Many people are buying new computers with Windows XP Media Center Edition – it’s the version pre-installed on most consumer PCs these days. Its most visible feature is essentially a program named “Media Center” that takes over the screen to provide an oversized interface for photos, music, TV and movies.

Windows XP Media Center Edition is designed for the living room, to be used with a high-definition screen and a remote control, but almost no one has taken that step yet. It’s not obvious why you’d use an interface designed for a living room couch while you’re sitting at your desk but it doesn’t hurt and Windows is otherwise identical.

Intel is marketing a collection of hardware and services under the brand name “Viiv” (rhymes with “five”), and promising that it will be the center of your digital media world. This article in the Washington Post debunks the marketing pretty thoroughly.

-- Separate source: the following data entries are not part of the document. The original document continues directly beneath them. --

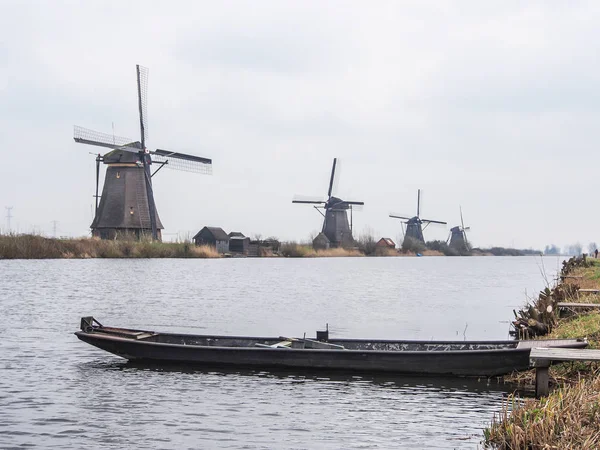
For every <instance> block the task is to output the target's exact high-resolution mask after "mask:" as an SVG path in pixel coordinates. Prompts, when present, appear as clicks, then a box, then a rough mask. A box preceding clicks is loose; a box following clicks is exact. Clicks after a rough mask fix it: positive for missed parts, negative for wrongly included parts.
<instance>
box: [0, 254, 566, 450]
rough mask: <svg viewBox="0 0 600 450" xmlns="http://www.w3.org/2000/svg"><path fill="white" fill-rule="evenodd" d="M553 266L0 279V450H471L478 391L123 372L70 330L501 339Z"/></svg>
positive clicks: (233, 373)
mask: <svg viewBox="0 0 600 450" xmlns="http://www.w3.org/2000/svg"><path fill="white" fill-rule="evenodd" d="M559 262H560V260H559V259H557V258H549V257H543V258H542V257H539V256H538V257H471V258H446V257H423V258H320V259H283V258H263V259H220V260H198V259H195V260H178V259H161V260H158V259H152V260H128V259H122V260H101V259H93V260H37V261H25V260H15V261H0V448H23V447H41V448H86V449H93V448H106V447H110V448H165V449H171V448H173V449H188V448H189V449H198V448H202V449H204V448H206V449H212V448H226V449H351V448H353V449H354V448H356V449H369V448H379V449H388V448H399V449H420V448H427V449H477V448H481V441H482V437H483V434H482V429H483V428H484V427H485V426H487V425H488V424H489V422H490V420H491V419H492V417H493V415H494V414H495V413H498V412H499V411H500V410H501V408H502V401H503V398H505V396H506V394H507V393H508V392H510V388H508V387H506V386H503V385H501V384H498V383H497V382H495V381H492V382H488V381H487V380H479V381H478V380H464V379H451V378H450V379H440V378H427V377H422V378H407V377H401V376H389V375H383V376H381V375H375V376H367V375H352V374H335V375H331V374H316V375H313V374H309V373H295V372H281V371H278V372H270V371H260V370H255V371H248V370H227V371H215V370H210V371H200V370H195V371H191V370H185V368H177V367H175V368H174V367H171V368H158V367H137V366H134V365H131V364H128V363H126V362H125V361H124V360H122V359H120V358H118V357H116V356H113V355H110V354H108V353H104V352H102V351H100V350H98V349H95V348H93V347H91V346H89V345H87V344H85V343H83V342H81V341H79V340H78V339H77V338H76V337H75V336H74V335H73V332H74V331H76V330H77V329H78V326H79V319H80V317H81V316H85V315H93V316H94V317H96V318H97V319H98V320H99V321H100V322H102V323H104V324H108V325H113V326H123V327H131V328H149V329H153V330H157V331H182V332H188V333H199V334H200V333H202V334H248V335H276V336H279V335H286V336H290V335H294V336H302V335H303V334H304V333H306V335H307V336H314V334H315V331H316V330H320V329H324V327H325V325H326V324H329V329H330V333H331V335H332V336H335V337H349V338H350V337H357V338H358V337H364V338H372V337H376V338H390V339H436V340H437V339H453V340H463V339H507V338H508V337H509V336H508V331H509V321H510V319H511V318H512V317H513V314H512V309H514V308H519V307H521V306H522V305H523V303H524V302H525V300H526V296H527V295H529V296H532V295H534V294H535V293H536V292H537V291H538V290H540V289H542V288H543V287H544V286H545V284H546V282H547V281H546V280H551V279H552V277H553V276H554V274H555V273H556V271H557V268H558V265H559Z"/></svg>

In essence, “Viiv” is a short list of hardware requirements from Intel for manufacturing a living room computer. The requirements don’t vary much from what any manufacturer would choose for itself. And the operating system for Viiv is – Windows XP Media Center. From your perspective, there’s nothing that will distinguish a Viiv computer from any other computer running Windows XP Media Center.

Windows XP Media Center is fascinating technology and might well wind up in your living room someday. (I’ll be writing up my experiences with a true Media Center PC, the HP Z558 Digital Entertainment Center.)

Intel’s Viiv is nice but it doesn’t add anything interesting. There’s no reason to avoid it, but no reason to search for it.